CHASMplus: predicting driver somatic missense mutations in human cancers¶
| Author: | Collin Tokheim |
|---|---|
| Contact: | ctokheim # jhu DOT edu |
| Source code: | GitHub |
| Q&A: | Biostars (tag: CHASMplus) |
Large-scale cancer sequencing studies of patient cohorts have statistically implicated many cancer driver genes, with a long-tail of infrequently mutated genes. Here we present CHASMplus, a computational method to predict driver missense mutations, which is uniquely powered to identify rare driver mutations within the long-tail. We show that it substantially outperforms comparable methods across a wide variety of benchmark sets. Applied to 8,657 samples across 32 cancer types, CHASMplus identifies over 4,000 unique driver mutations in 240 genes, further distinguished by their specific cancer types. Our results support a prominent emerging role for rare driver mutations, with substantial variability in the frequency spectrum of drivers across cancer types. The trajectory of driver discovery may already be effectively saturated for certain cancer types, a finding with policy implications for future sequencing. As a resource to handle newly observed driver mutations, we systematically score every possible missense mutation across the genome and provide access to those scores through OpenCRAVAT.
Contents:
Quick start (OpenCRAVAT & CHASMplus)¶
The easiest way to obtain CHASMplus scores is by using OpenCRAVAT to fetch precomputed scores. You will need python 3.5 or newer to use OpenCRAVAT.
Install OpenCRAVAT¶
You will first need to install the OpenCRAVAT python package, please follow the instructions on the OpenCRAVAT wiki:
Install CHASMplus annotators¶
OpenCRAVAT has a modular architecture to perform genomic variant interpretation including variant impact, annotation, and scoring. CHASMplus is one module available in the CRAVAT store. To install the CHASMplus module within OpenCRAVAT, please execute the following command:
$ cravat-admin install chasmplus
The above command may take a couple minutes and will install the pan-cancer model of CHASMplus scores. To install cancer type specific versions of CHASMplus, follow the following template:
$ cravat-admin install chasmplus_LUAD
where LUAD, the abbrevitation from the The Cancer Genome Atlas, designates lung adenocarcinoma. To see a full list of available annotators, issue the following commnad:
$ cravat-admin ls -a
Running CHASMplus¶
OpenCRAVAT takes as input either a VCF file or a simple tab-delimited text file. I will describe a simple example that uses the latter. The simple tab-delimited text file should contain a variant ID, chromosome (with “chr”), start position (1-based), strand, reference allele, alternate allele, and optional sample ID.:
var1 chr10 122050517 + C T
var2 chr11 124619643 + G A
var3 chr11 47358961 + G T
var4 chr11 90135669 + C T
var5 chr12 106978077 + A G
You can download an example input file here.
Note
By default, OpenCRAVAT processes variants on the hg38 reference genome. If you are using hg19 or hg18, please specify with the “-l” parameter your specific reference genome so that OpenCRAVAT will know to lift over your variants.

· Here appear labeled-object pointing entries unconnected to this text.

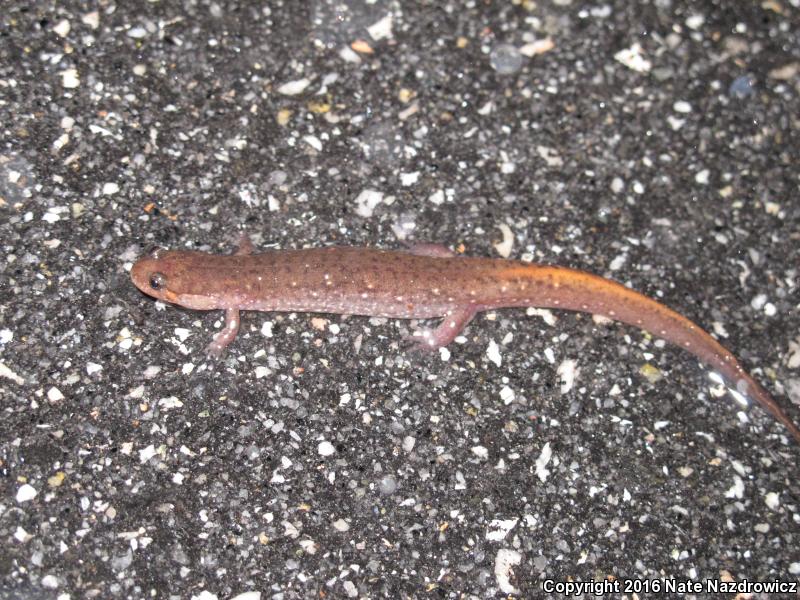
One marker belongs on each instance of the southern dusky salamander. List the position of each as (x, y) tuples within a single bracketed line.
[(427, 281)]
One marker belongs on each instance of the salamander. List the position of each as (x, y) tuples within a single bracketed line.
[(423, 282)]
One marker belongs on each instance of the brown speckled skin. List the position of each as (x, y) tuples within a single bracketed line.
[(364, 281)]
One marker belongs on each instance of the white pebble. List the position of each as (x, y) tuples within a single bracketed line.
[(772, 500), (70, 78), (110, 188), (682, 107), (325, 448), (292, 88), (62, 28), (341, 525), (493, 353)]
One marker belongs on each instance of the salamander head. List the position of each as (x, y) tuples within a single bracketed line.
[(173, 276)]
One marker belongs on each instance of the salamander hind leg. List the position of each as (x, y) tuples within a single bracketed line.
[(452, 324), (227, 335)]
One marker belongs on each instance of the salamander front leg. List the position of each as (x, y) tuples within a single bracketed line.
[(227, 335), (452, 324)]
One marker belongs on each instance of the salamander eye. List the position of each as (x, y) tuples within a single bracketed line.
[(158, 281)]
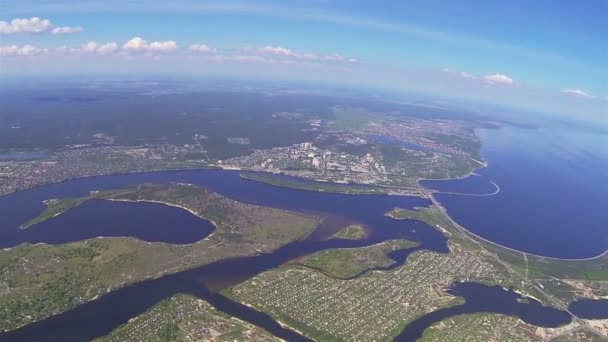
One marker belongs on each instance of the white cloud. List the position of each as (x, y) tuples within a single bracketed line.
[(107, 48), (282, 52), (202, 48), (89, 47), (163, 46), (498, 79), (277, 50), (32, 25), (25, 50), (578, 93), (137, 44), (67, 29)]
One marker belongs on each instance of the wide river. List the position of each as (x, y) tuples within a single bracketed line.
[(100, 218), (553, 191)]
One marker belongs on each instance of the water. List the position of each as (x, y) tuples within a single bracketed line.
[(590, 308), (17, 155), (553, 191), (481, 298), (153, 222), (101, 316)]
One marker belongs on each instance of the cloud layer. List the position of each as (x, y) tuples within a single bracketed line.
[(34, 25), (578, 93), (67, 30), (499, 79), (138, 44), (25, 50)]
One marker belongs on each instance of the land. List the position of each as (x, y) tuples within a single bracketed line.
[(343, 143), (374, 306), (390, 150), (54, 207), (350, 262), (186, 318), (496, 327), (386, 149), (351, 232), (379, 304), (37, 281)]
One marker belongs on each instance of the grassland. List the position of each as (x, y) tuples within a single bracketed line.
[(303, 184), (349, 262), (54, 207), (487, 327), (186, 318), (37, 281), (351, 232), (375, 306)]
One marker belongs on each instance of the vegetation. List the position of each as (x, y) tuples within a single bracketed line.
[(374, 306), (351, 232), (37, 281), (481, 327), (54, 207), (310, 185), (186, 318), (350, 262)]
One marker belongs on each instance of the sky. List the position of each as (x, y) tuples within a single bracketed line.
[(550, 56)]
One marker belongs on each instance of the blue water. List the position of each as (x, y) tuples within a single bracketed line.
[(590, 308), (15, 155), (482, 298), (152, 222), (553, 191), (99, 317)]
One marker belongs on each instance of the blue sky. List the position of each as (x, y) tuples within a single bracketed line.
[(547, 55)]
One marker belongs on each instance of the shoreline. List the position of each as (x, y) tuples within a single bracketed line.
[(428, 194)]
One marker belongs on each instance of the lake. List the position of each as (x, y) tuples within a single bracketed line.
[(101, 316), (553, 191)]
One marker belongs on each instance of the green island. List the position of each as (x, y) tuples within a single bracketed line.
[(379, 304), (304, 184), (349, 262), (53, 208), (496, 327), (40, 280), (186, 318), (351, 232)]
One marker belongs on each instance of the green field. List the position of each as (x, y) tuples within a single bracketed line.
[(352, 232), (54, 207), (186, 318), (349, 262), (37, 281)]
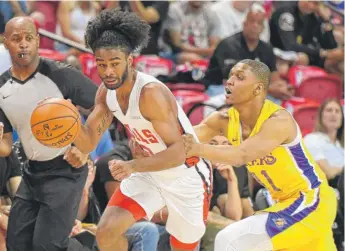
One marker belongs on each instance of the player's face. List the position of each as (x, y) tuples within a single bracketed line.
[(113, 66), (332, 116), (22, 42), (241, 86)]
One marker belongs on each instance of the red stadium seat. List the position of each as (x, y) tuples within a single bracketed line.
[(186, 86), (53, 55), (305, 116), (153, 65), (89, 68), (187, 99), (293, 102), (320, 88), (298, 73)]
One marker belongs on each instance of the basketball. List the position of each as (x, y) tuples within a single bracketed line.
[(55, 122)]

You can run CHASMplus by using the cravat command. For information about command line options, please see the command line help:
$ cravat -h
To obtain CHASMplus scores for pan-cancer (annotator “chasmplus”) and lung adenocarcinoma (annotator “chasmplus_LUAD”), run the following command:
$ cravat -n MYRUN -t excel -a chasmplus chasmplus_LUAD -d output_directory input.txt
The above command will run all annotators (specified by the -a flag, multiple separated by a space) and save results to the directory named “output_directory”. The “-t” option specifies the output to be saved as an excel file. The -n flag specifies the name of the run. Scores and p-values from CHASMplus are found in the “MYRUN.xlsx” file (or “MYRUN.tsv” if -t text is chosen). You should see the “Variant” excel sheet that contains columns like this:
CHASMplus CHASMplus_LUAD
P-value Score Transcript All results P-value Score Transcript All results
0.399 0.048 ENST00000453444.6 ENST00000334433.7:(0.025:0.59),ENST00000358010.5:(0.049:0.393),*ENST00000453444.6:(0.048:0.399),NM_001291876.1:(0.046:0.412),NM_001291877.1:(0.045:0.418),NM_206861.2:(0.048:0.399),NM_206862.3:(0.025:0.59) 0.644 0.013 ENST00000334433.7 *ENST00000334433.7:(0.013:0.644),ENST00000358010.5:(0.023:0.478),ENST00000453444.6:(0.022:0.492),NM_001291876.1:(0.022:0.492),NM_001291877.1:(0.022:0.492),NM_206861.2:(0.023:0.478),NM_206862.3:(0.013:0.644)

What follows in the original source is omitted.